Set in the early 1970s (and actually shot in the real Big Stone Gap), the picture stars Ashley Judd as Ave Maria Mulligan, operator of the local drug store and at age 40 widely considered an old maid.

(One must regard as suspect any movie that promotes Ashley Judd as an old maid.)

Shortly after the film begins Ave’s mother — an Italian immigrant — dies, leaving behind a letter revealing that Ave is the love child of a romance back in the Old Country. Mom was pregnant upon arrival in the U.S.A. during WWII and wed the first man who showed an interest.

Anyone wanna bet that before this story plays out Ave’s mysterious biological father makes an appearance?

Meanwhile Ave has to deal with the hassles of directing the annual town pageant, an affair that comes off like a bargain-basement version of Branson’s “The Little Shepherd of the Hills.”

And there’s also a visit to the burg by U.S. Senate candidate John Warner and his movie star wife, Elizabeth Taylor.

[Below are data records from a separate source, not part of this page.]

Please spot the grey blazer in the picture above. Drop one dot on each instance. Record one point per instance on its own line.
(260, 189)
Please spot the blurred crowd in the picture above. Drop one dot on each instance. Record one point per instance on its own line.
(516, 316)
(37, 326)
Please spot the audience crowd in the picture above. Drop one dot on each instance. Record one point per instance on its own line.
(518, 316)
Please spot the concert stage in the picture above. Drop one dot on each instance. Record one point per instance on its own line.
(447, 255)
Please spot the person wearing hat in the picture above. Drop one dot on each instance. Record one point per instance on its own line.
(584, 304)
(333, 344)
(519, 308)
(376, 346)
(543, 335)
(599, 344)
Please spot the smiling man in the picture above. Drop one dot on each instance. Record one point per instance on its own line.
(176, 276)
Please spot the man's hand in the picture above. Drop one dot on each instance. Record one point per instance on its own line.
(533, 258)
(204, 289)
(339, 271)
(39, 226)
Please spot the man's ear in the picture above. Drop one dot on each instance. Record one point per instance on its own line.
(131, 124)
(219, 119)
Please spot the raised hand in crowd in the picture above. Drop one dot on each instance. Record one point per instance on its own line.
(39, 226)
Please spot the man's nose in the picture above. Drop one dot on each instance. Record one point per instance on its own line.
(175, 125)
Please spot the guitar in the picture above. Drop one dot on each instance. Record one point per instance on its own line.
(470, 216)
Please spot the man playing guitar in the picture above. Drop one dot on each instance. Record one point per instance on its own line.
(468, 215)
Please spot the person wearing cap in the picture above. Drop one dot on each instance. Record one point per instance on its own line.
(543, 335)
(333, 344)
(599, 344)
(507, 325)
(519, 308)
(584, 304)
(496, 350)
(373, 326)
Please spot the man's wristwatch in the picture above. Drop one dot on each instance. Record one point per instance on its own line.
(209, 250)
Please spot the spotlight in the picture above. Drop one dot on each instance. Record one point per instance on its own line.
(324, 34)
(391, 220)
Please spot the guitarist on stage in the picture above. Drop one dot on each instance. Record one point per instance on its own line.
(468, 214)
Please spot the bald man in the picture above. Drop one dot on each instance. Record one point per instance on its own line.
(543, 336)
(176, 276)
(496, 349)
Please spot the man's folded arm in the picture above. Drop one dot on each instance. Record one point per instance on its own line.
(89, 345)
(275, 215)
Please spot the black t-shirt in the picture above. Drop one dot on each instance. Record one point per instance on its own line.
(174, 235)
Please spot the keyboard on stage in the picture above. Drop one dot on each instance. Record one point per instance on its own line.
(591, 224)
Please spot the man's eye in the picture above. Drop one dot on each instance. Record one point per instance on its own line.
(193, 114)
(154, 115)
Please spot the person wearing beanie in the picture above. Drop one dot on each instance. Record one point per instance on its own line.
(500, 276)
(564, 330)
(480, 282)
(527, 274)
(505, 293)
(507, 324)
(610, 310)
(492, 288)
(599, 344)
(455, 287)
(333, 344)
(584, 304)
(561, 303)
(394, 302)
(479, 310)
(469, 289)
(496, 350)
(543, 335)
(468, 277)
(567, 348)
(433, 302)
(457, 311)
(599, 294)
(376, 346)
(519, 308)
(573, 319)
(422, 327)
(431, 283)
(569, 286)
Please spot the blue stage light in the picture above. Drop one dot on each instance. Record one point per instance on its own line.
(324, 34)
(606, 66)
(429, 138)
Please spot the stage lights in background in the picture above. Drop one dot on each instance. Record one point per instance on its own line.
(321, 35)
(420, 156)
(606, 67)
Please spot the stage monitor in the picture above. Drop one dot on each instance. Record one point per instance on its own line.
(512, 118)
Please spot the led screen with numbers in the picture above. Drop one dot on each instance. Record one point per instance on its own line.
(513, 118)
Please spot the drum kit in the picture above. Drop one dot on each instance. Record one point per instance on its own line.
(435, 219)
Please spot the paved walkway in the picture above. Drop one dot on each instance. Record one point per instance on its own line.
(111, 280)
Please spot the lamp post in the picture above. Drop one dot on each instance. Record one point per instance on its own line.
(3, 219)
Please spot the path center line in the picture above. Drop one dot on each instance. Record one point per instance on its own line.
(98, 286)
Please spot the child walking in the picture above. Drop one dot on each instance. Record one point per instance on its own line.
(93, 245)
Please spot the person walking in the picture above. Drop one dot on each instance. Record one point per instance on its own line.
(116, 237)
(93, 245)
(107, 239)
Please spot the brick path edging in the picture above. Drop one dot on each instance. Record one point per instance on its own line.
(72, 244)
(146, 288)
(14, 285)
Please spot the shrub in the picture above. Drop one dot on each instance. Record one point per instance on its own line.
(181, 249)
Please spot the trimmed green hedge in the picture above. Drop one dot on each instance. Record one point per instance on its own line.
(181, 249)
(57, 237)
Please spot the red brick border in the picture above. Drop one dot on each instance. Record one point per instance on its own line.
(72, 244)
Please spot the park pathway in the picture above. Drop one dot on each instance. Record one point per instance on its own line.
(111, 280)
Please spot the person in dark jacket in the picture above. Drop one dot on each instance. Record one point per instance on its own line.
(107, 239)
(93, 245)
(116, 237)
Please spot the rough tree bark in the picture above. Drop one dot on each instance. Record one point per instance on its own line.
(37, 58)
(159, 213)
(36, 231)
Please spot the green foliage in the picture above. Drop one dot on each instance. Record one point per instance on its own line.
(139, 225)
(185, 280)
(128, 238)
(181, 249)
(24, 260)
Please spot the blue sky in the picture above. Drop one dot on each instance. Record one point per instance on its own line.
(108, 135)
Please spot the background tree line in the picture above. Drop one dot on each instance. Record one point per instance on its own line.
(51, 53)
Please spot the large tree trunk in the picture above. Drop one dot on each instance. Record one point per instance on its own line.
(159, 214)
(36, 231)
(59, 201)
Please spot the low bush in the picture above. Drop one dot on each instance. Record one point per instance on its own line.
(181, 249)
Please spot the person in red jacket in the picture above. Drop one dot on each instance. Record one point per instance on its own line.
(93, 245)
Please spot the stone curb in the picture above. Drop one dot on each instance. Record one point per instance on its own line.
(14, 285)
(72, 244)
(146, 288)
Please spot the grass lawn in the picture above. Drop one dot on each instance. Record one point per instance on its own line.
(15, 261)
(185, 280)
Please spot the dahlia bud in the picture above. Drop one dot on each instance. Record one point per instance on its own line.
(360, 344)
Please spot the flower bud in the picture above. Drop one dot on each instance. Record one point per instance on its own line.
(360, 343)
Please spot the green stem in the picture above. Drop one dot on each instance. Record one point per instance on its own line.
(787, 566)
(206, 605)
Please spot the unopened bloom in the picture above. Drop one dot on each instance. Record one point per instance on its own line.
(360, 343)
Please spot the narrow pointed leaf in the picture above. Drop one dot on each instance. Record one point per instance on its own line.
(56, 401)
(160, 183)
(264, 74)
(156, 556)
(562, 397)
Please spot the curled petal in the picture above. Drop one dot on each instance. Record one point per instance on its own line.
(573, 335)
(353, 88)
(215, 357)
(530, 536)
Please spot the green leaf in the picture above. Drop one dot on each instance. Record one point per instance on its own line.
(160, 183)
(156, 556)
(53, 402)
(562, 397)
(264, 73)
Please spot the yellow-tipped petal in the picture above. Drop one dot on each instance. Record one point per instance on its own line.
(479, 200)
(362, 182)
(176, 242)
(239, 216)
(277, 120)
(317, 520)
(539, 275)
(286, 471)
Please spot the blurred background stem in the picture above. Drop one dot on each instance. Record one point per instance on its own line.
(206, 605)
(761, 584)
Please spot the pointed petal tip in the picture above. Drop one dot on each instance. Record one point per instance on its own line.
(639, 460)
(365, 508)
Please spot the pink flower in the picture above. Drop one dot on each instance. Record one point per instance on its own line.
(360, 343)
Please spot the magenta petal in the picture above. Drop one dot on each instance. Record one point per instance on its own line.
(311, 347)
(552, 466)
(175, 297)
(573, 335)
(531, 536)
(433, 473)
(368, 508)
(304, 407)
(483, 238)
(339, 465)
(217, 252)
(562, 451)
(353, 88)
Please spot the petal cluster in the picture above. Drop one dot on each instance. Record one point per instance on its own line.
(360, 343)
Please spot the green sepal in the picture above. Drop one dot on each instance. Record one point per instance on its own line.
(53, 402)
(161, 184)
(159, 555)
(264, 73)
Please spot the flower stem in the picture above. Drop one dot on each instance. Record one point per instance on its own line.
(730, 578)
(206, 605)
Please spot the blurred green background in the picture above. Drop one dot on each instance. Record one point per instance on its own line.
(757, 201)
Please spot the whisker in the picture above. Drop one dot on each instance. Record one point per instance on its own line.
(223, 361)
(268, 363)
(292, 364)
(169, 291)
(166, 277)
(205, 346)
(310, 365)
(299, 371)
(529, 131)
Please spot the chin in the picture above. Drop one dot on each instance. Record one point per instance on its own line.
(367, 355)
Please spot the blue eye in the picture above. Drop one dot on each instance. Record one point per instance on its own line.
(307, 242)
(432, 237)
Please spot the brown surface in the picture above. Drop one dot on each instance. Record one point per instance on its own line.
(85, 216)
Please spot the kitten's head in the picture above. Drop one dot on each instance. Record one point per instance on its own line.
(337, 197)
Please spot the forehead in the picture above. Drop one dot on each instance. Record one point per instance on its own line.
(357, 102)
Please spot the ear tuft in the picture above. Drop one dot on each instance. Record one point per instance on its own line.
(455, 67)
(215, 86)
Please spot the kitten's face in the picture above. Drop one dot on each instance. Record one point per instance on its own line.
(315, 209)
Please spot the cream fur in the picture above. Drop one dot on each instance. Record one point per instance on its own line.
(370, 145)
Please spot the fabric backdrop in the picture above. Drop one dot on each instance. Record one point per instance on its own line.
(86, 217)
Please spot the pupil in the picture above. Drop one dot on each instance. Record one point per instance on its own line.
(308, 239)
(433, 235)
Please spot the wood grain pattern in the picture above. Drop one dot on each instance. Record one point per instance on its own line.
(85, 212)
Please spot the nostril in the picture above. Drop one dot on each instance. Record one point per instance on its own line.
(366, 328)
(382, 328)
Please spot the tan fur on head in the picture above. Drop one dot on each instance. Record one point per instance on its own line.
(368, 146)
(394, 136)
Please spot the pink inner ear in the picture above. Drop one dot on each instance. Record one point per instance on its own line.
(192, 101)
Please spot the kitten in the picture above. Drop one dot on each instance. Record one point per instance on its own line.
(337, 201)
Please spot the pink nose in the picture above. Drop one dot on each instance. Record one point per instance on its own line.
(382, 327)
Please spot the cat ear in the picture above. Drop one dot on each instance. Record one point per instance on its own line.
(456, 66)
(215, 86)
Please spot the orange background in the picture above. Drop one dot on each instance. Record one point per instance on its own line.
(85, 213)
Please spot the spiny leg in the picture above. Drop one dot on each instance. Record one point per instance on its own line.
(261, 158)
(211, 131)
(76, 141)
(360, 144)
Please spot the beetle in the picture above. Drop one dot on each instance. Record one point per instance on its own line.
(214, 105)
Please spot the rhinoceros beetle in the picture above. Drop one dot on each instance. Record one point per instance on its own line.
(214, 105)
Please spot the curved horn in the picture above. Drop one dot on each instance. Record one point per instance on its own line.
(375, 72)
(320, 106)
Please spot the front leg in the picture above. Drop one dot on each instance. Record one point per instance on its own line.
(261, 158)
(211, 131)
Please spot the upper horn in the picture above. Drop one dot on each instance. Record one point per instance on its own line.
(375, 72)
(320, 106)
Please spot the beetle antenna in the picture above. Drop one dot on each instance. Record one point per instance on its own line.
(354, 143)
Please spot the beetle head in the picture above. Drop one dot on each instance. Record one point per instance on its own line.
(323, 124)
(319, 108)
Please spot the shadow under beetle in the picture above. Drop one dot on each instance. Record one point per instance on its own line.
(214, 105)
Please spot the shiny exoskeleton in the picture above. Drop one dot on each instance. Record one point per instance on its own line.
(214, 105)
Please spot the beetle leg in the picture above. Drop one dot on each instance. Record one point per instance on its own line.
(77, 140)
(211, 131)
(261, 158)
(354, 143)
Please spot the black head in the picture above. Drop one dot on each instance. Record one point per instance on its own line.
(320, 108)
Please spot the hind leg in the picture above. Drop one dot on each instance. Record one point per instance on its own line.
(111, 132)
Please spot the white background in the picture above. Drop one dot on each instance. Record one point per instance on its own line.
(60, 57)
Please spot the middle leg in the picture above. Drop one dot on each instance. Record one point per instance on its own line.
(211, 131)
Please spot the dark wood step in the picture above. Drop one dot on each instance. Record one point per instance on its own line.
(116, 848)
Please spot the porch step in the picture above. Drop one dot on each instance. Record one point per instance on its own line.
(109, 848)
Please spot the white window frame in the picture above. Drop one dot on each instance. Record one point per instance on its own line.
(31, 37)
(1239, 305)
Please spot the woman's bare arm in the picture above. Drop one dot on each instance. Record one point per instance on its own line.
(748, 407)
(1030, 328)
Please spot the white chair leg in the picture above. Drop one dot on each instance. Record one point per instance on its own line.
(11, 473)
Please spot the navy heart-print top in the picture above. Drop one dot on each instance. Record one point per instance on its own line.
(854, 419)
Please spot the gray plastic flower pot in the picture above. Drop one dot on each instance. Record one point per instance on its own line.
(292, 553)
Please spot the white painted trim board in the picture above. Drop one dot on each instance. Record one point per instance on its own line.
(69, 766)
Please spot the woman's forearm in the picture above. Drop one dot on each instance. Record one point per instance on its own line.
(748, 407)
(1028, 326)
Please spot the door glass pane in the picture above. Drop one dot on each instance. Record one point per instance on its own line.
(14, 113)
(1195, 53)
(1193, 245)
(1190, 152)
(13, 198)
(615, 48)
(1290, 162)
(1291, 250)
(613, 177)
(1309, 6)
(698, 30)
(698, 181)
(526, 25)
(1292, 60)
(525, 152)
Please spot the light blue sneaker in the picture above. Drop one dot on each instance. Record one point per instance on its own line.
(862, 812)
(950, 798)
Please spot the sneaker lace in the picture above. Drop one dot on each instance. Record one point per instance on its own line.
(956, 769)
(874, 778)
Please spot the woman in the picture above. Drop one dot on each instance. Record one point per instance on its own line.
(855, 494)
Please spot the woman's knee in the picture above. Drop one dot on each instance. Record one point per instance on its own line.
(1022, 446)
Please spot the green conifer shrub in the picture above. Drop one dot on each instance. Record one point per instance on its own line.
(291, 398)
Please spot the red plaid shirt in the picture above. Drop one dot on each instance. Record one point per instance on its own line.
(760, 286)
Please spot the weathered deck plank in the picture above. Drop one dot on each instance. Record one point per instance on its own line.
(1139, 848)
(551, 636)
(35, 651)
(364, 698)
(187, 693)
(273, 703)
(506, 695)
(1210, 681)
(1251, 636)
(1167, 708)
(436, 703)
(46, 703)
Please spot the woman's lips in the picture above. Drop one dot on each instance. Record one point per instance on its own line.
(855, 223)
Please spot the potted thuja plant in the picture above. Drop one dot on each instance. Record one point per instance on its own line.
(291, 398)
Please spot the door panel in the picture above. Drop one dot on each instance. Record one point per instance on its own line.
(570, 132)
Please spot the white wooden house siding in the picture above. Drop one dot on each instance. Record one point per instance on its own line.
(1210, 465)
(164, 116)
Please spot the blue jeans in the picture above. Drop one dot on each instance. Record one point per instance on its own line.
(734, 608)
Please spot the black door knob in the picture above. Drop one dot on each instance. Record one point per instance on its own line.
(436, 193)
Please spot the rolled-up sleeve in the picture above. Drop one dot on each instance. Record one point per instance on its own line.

Ave’s longtime beau is Theodore (John Benjamin Hickey), an aspiring and ego-driven thespian who has never consummated their relationship. Hmmmm. Theodore could have been the inspiration for “Waiting for Guffman.”

Meanwhile Ave is drawn to her childhood friend, the hunky coal miner Jack (Patrick Wilson), who has his hands full with a predatory divorcee (Jane Krakowski).

Other townspeople — all eccentric to one degree or another — are portrayed by Jenna Elfman, Whoopi Goldberg, Anthony LaPaglia, Jasmine Guy, and Judith Ivey.

This is the first feature from Trigiani, a veteran TV producer (“The Cosby Show,” “A Different World”), and while she may be intimate with the material she lacks the directing skill to bring it to life.

“Big Stone Gap” clunks along, making a stab at humor here and a grab at pathos there.  But despite the large and attractive cast, it never gets out of low gear.